Durante dos años, una madre y sus hijos vivieron hacinados dentro de su oscuro hogar y solo se atrevían a salir cuando era absolutamente necesario. Además, cuando lo hacían, era peligroso. Los aviones sobrevolaban la zona, llovían bombas y misiles, y los francotiradores disparaban desde el interior de los edificios derrumbados, como los que pasaron a ser una pila de escombros donde una vez hubo casas, escuelas, oficinas y tiendas.
La siguiente historia, escrita para el Comité Internacional de Rescate (IRC) por la escritora freelance y voluntaria de IRC Anita Hutner, cuenta la situación de una familia de Siria que se ha instalado ahora en Estados Unidos. Esta historia se ha vuelto a publicar con el permiso del Comité Internacional de Rescate, una entidad subvencionada por la ONG Western Union Foundation*.

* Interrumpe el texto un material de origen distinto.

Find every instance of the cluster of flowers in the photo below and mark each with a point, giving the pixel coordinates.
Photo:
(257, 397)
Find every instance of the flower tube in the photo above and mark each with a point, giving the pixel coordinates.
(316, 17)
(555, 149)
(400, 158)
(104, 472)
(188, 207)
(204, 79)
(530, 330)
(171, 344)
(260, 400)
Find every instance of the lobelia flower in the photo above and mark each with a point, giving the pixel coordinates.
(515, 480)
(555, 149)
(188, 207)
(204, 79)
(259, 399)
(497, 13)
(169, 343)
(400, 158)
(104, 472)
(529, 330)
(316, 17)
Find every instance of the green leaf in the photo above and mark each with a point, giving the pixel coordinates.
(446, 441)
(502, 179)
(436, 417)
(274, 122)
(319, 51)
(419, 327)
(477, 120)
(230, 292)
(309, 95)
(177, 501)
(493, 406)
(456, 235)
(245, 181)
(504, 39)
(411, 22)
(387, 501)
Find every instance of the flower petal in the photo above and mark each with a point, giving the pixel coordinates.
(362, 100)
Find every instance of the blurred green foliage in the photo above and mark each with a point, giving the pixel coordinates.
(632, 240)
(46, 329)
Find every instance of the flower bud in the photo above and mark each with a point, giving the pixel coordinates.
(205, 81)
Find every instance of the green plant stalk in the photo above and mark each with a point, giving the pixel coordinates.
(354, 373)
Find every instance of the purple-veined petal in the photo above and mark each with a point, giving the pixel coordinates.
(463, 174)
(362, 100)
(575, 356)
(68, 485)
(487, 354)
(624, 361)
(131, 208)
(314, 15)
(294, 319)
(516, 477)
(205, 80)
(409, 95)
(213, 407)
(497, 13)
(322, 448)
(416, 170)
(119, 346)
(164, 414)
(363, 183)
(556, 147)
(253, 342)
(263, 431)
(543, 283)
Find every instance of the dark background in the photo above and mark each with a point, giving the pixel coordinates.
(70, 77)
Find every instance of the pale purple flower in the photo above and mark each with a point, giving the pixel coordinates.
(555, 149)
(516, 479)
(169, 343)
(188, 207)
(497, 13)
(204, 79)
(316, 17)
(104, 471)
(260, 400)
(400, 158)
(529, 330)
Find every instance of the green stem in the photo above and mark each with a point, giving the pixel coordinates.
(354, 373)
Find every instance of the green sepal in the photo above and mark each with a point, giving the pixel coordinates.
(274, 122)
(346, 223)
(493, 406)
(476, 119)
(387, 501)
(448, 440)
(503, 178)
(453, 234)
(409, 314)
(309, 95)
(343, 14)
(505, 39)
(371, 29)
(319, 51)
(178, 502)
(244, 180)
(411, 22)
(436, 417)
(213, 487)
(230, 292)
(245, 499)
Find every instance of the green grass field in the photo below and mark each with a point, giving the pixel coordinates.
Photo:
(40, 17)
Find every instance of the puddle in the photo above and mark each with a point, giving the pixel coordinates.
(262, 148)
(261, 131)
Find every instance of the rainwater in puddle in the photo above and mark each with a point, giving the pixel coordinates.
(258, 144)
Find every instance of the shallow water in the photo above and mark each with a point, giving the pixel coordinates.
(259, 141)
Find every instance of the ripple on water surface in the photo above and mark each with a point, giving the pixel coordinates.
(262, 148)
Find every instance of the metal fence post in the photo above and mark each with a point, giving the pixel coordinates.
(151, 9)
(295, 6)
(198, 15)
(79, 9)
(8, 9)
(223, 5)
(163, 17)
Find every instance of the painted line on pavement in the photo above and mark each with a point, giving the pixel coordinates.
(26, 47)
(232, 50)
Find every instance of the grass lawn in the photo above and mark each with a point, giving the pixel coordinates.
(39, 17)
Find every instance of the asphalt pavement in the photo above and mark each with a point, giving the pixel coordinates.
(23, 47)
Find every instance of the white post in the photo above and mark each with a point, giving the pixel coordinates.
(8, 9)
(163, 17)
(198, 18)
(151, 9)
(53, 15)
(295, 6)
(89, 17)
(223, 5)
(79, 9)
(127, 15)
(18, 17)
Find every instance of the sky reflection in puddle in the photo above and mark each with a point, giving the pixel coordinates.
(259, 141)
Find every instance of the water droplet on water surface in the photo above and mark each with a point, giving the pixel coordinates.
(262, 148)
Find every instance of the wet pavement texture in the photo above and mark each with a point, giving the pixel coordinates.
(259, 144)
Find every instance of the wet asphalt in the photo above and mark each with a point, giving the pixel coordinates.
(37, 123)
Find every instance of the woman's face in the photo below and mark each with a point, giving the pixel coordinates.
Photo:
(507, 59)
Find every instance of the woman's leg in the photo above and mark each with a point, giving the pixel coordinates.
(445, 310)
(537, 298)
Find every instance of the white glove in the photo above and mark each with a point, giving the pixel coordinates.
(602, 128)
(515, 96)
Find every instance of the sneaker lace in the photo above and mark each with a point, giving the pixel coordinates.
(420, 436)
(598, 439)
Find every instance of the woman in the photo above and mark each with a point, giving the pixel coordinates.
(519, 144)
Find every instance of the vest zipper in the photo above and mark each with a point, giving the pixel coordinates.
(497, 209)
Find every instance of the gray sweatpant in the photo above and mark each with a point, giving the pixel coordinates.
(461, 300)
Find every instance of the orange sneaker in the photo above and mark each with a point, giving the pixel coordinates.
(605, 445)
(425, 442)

Assad y Sabah eran propietarios de una casa humilde en Alepo, Siria. Allí vivían con sus seis hijos, entre los que había un pequeño con autismo. El ambiente era alegre en su barrio, formado por muchos familiares y amigos. "Teníamos una vida normal, era un lugar seguro", explicaba Assad. "Nuestros padres, tías, tíos y primos vivían todos en el mismo barrio. Nos apoyábamos los unos a los otros", nos contaba Sabah. "Éramos felices en Alepo", dijo con nostalgia. "En ese momento, nunca pensé que tendría que vivir en otro sitio. Este era mi hogar". En 2011, su vida feliz, segura y pacífica empezó a cambiar.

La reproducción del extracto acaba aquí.